Intervista all’artista rezzatese Federica Maffezzoni

Intervista all’artista rezzatese Federica Maffezzoni

Coccoli Franco – Lo scorso 8 marzo presso la biblioteca di Rezzato, ha avuto luogo l’inaugurazione dell’esposizione delle opere in acquarello Giardini di Carta: nate dalla creatività di Federica Maffezzoni, artista locale di fama internazionale. La mostra, che ha avuto luogo in occasione della Giornata internazionale dei diritti delle donne, era inserita all’interno della rassegna Paese Mio 2022. Al Punto abbiamo intervistato l’artista per conoscere meglio la sua opera e i suoi progetti futuri.

 

 Come è nata l’idea dell’esposizione “Giardini di Carta” a Rezzato?

Il nostro assessorato alla cultura, assieme a quello di altri 12 comuni, ha organizzato diversi eventi in occasione dell’8 marzo. L’assessore, Bonometti Elena, conoscendo il mio lavoro, mi ha chiesto la possibilità di allestire l’esposizione. Mi ha fatto molto piacere poter mettere in mostra i lavori nel mio paese.
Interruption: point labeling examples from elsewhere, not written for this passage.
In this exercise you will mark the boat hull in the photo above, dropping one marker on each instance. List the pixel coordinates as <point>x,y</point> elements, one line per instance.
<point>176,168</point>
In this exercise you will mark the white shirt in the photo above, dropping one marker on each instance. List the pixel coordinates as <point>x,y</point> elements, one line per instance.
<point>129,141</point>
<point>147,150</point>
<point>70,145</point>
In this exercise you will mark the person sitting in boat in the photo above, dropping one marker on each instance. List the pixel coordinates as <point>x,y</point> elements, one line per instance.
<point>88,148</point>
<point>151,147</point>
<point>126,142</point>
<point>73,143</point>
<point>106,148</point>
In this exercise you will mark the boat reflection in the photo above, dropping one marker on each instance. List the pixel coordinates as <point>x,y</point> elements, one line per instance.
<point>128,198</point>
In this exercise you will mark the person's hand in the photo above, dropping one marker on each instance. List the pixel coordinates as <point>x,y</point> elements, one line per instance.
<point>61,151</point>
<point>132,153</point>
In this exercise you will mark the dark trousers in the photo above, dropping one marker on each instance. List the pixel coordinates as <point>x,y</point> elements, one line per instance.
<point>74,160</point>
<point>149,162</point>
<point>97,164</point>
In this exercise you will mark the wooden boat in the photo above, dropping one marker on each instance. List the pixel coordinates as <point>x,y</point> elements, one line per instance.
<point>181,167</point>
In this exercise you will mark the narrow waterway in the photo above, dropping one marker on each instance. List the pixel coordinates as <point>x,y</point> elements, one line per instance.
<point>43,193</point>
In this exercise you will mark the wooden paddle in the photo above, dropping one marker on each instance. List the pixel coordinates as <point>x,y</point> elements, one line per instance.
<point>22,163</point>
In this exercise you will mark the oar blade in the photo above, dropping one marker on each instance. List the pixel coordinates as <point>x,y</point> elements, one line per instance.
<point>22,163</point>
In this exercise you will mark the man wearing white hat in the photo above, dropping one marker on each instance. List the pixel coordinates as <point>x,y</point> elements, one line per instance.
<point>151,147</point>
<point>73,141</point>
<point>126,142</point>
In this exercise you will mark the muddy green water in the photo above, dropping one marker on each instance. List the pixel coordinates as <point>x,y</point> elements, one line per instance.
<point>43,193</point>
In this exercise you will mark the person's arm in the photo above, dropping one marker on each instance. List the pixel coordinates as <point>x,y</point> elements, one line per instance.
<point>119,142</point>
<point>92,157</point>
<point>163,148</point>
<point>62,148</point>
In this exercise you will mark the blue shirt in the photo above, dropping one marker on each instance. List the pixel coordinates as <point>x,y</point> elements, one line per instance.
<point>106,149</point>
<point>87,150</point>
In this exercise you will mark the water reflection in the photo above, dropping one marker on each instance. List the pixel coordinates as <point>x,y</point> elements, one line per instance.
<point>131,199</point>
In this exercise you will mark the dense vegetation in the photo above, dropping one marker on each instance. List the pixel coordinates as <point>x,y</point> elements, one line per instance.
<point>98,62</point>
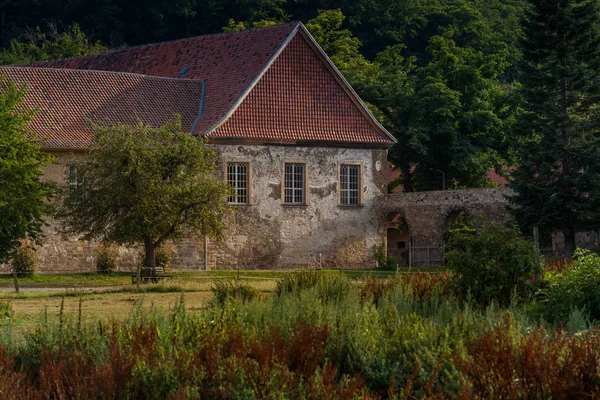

Ho lavorato molto all’olio e ceramica ma, oramai da anni, mi dedico all’acquarello: purtroppo sono più conosciuta all’estero che in Italia. 

Nel nostro paese ho dei contatti con alcune località importanti, come Fabriano (zona cruciale per la produzione della carta), ma non è semplice poter esporre. Questa mostra fa bene a tutto il paese e all’Arte: purtroppo si parla troppo poco delle arti e della musica.

 

Quale è il legame delle sue opere con la Giornata internazionale dei diritti delle donne?

Nel mio percorso ho dedicato molto tempo allo studio della figura femminile ed a quello dei fiori. Io sono donna, l’assessore lo è: questo è già di per sé molto indicativo. Le donne sono penalizzate dal punto di vista artistico: i maestri sono quasi tutti uomini. Sono una delle poche, nonostante siano tantissime quelle di talento, che è riuscita ad emergere.

 

Ha parlato di tecniche diverse. Come è giunta all’utilizzo dell’acquarello?

Sin da ragazza ho amato l’ambito artistico. Mi sono dedicata molto all’olio. Nel 2015, però, ho partecipato ad un importante concorso internazionale a Fabriano con l’acquarello e sono stata selezionata. Da allora ho portato le mie esposizioni in diversi paesi: Ungheria, Portogallo, Shangai, Francia, India e altri.

Ho cercato di far conoscere anche qui da noi queste tecniche. Purtroppo i giovani non si interessano dell’approccio moderno all’acquarello. Seppur contemplativo e onirico la tecnica che utilizzo non si traduce nell’effetto “slavato” che molti hanno in mente: riesce a trasmettere l’idea della materia anche senza olio. Molti, in seguito alle mie esposizioni, sono rimasti stupiti per quanto sia diverso dalle aspettative che solitamente si hanno nei confronti dell’acquarello.

Avendo contatti con artisti stranieri posso dire che a livello internazionale questo stile è già consolidato: in Italia, invece, è solo di nicchia. Eppure è necessaria molta tecnica: basti pensare che chi fa olio solitamente non riesce a fare anche acquarello mentre, viceversa, chi fa acquarello riesce a dedicarsi anche all’olio.

Purtroppo l’80% della popolazione italiana non conosce l’ambito ma quando lo vede ne rimane colpita. Ci sono artisti internazionali quotatissimi che dimostrano una tecnica eccelsa. Fare acquarello è molto difficile ed è necessario studiare: in Italia, nelle scuole, non siamo aggiornati in questo. Chi padroneggia la tecnica, nel Belpaese, fa un po’di “casta” e tende a nascondersi. Io, fortunatamente, sono riuscita ad emergere e a ritagliarmi le mie soddisfazioni, con le mie capacità e senza aiuti. Ho studiato molto per raggiungere questi obiettivi.

 

Quali sono i progetti futuri?

Sto lavorando per una mostra in Francia vicino a Bordeaux che mi è stata richiesta dagli organizzatori di un festival internazionale. La Francia è un paese all’avanguardia e saranno esposte centinaia di opere da tutto il mondo. Farò da ospite d’onore e mi concederanno la possibilità di una mostra personale.

Sto preparando anche delle lezioni per una scuola di cento studenti in Malesia. Purtroppo, vista la situazione, dovrò tenere questo corso a distanza in modalità online.

Per ultimo mi sto preparando per l’esposizione al festival di FabrianoinAcquarello che quest’anno sarà traferito a Bologna data l’esigenza di spazi a causa della pandemia.

 

Ringraziando l’artista Federica Maffezzoni per la gentile concessione dell’intervista, le si augura il meglio per i tanti progetti futuri.